2.3 In addition, the following pieces, owned by neither player:

2.3.1 a supply of neutral blockers (grey discs), which there may or may not be occasion to introduce in the course of the game;
2.3.2 the amulet: an enabling token, not a playing piece, which may pass back and forth between the players any number of times in the course of play. Initially in the possession of White.


3. Victory

3.1 The game is won by the first player to install one of his kings in one of his opponent’s three throne squares.


4. Order of play

4.1 The players take alternate turns, beginning with Black.

4.2 A turn consists of the moving of precisely one piece, plus the implementation of any consequence arising from that move [see below].


5. Motion

5.1 Couriers may move orthogonally or diagonally forward, but never sideways or backward.

5.2 All other pieces (except for neutral blockers, which once introduced are permanently immobile and indestructible) may move orthogonally or diagonally in any direction.

5.3 No piece may:

5.3.1 pass through/over any occupied square;
5.3.2 land upon a square occupied by a friendly piece;
5.3.3 land upon a square occupied by a hostile piece which it lacks the power to destroy [see Section 6, below];
5.3.4 pass through/over a vacant throne square;
5.3.5 land upon a vacant throne square, unless it is a king engaged in making the game-winning move.

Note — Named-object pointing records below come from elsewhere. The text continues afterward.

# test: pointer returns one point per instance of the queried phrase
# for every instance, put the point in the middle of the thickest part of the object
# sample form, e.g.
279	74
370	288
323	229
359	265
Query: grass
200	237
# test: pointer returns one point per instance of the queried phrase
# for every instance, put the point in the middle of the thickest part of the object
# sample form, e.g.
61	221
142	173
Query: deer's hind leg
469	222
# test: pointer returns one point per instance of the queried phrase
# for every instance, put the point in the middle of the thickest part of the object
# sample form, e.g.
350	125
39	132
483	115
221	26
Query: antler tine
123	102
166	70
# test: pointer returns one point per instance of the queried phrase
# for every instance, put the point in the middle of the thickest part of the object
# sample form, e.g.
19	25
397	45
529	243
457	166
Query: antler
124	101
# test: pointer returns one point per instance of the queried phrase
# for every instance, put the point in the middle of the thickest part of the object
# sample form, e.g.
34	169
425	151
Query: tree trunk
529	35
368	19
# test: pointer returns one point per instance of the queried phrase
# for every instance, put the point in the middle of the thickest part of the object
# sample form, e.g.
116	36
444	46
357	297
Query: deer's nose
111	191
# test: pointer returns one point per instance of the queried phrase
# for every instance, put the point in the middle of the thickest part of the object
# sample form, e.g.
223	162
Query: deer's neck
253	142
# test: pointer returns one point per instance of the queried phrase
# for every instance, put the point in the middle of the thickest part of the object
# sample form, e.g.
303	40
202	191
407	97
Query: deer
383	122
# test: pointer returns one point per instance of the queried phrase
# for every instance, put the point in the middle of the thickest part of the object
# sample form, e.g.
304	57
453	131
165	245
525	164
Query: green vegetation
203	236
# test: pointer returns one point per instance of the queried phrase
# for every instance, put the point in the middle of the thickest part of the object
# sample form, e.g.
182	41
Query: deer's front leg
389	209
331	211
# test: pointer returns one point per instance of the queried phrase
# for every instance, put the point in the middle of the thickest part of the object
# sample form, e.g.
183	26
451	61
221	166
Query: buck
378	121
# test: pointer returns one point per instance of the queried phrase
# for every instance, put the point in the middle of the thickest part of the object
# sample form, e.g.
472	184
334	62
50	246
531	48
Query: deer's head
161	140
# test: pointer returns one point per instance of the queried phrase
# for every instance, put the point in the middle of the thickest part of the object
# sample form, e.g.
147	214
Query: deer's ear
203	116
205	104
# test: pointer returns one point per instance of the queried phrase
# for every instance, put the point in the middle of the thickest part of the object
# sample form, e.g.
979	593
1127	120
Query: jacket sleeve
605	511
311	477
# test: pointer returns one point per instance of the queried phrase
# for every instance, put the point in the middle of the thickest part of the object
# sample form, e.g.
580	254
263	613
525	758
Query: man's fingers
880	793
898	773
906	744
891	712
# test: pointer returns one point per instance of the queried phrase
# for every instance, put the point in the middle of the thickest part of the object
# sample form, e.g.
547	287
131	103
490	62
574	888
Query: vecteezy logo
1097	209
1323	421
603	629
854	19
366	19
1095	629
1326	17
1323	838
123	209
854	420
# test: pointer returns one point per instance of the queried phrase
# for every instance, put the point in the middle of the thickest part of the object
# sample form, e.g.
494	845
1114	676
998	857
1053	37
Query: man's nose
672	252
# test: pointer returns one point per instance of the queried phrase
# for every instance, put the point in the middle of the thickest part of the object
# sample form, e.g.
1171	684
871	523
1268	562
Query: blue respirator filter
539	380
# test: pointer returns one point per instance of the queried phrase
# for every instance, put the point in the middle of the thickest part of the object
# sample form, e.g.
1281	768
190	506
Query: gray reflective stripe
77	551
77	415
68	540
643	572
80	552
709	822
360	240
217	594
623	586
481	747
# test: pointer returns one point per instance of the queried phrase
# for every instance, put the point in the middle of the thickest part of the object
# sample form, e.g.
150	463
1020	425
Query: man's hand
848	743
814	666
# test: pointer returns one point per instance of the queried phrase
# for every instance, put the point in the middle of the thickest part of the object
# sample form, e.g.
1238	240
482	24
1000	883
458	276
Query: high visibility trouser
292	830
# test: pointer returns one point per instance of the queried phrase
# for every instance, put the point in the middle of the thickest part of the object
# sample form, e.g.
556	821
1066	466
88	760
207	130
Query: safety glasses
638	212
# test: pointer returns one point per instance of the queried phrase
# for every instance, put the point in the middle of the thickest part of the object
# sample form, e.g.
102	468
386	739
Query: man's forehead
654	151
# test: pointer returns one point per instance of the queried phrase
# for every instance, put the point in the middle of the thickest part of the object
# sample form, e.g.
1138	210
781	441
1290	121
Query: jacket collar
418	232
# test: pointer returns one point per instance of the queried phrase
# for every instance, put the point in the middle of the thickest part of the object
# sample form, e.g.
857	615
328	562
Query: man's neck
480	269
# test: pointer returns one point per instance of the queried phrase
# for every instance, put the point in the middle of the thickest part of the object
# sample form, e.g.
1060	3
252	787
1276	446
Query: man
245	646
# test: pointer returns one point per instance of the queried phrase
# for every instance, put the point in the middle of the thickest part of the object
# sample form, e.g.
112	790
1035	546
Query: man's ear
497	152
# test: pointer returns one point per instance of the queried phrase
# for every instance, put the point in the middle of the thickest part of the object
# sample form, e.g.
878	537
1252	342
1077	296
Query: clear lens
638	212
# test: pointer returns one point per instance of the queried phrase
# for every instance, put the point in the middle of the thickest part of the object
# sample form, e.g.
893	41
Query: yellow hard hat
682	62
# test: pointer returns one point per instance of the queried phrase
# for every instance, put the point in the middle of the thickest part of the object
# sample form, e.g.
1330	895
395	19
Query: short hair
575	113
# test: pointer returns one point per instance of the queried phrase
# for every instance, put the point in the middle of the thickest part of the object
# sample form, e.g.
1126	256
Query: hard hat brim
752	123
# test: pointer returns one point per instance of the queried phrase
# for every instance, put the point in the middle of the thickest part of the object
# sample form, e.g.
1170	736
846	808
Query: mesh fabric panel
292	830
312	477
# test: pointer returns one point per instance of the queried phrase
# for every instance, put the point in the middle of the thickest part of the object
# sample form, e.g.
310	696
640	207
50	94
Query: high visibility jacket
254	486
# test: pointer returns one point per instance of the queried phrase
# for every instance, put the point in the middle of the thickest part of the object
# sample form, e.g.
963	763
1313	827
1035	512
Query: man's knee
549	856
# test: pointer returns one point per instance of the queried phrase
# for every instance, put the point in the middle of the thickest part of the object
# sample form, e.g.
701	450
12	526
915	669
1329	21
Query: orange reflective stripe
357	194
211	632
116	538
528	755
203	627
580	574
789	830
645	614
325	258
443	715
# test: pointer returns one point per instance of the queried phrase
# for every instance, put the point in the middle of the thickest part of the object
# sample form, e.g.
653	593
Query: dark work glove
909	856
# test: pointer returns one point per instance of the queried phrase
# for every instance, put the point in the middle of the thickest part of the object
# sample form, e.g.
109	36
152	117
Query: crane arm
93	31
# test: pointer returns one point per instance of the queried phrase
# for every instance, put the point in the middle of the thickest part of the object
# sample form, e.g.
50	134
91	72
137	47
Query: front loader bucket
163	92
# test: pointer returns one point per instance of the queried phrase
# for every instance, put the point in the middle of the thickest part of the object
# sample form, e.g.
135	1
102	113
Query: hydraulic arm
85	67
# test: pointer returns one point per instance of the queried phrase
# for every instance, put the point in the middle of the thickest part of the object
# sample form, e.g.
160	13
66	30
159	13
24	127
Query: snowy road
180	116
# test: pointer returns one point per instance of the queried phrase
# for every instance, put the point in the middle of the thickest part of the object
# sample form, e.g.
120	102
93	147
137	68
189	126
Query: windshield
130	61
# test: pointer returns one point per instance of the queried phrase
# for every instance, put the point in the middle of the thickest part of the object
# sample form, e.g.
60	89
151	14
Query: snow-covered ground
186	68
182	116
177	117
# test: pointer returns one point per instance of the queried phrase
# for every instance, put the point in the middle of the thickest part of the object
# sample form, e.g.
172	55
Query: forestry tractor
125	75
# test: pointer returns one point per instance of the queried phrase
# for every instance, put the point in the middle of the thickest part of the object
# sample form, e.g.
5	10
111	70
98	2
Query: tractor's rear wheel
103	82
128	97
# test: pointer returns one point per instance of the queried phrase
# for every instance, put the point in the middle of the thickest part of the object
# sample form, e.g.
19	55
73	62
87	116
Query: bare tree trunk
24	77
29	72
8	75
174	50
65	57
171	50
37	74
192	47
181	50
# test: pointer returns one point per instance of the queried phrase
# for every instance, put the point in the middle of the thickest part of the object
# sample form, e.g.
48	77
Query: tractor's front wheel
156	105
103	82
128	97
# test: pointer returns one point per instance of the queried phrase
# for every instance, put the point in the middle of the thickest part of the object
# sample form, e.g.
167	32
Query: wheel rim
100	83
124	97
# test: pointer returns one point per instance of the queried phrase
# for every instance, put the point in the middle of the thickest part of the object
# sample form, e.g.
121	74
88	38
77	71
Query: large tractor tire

5.4 The range of movement of:

5.4.1 any Black piece is one or four squares precisely;
5.4.2 any White piece is two or three squares precisely.

5.5 In addition to these general rules, there are two special cases – namely:

5.5.1 a move whereby a king becomes the second or third king of its colour to vacate its throne square;
5.5.2 any move by a blocker.

In order to execute either of these, a player must be in possession of the amulet, which upon completion of the move he must then surrender to his opponent.


6. Destruction

6.1 In the case of couriers and captains, the right to destroy hostile pieces is defined by a strict hierarchy, as follows (arrows denoting ascending power):

yellow > blue > red > orange > green > purple

6.2 Any of these pieces may destroy any other which is, at the most, one place above it in the hierarchy. Thus, a yellow courier can destroy nothing but a yellow or a blue courier, whereas an orange captain can destroy not only any courier but also an orange or a green (though not a purple) captain.

6.3 Uniquely amongst the ranks of courier and captain, a purple captain can also destroy a king.

6.4 Kings may destroy only other kings, and (except for the case described in 6.3) may be destroyed only by them.

6.5 Blockers may destroy only other blockers, and may be destroyed only by them.

6.6 One piece destroys another by making a move that lands upon the square which that other piece occupies.

6.7 In every such case the victim is removed permanently from the board.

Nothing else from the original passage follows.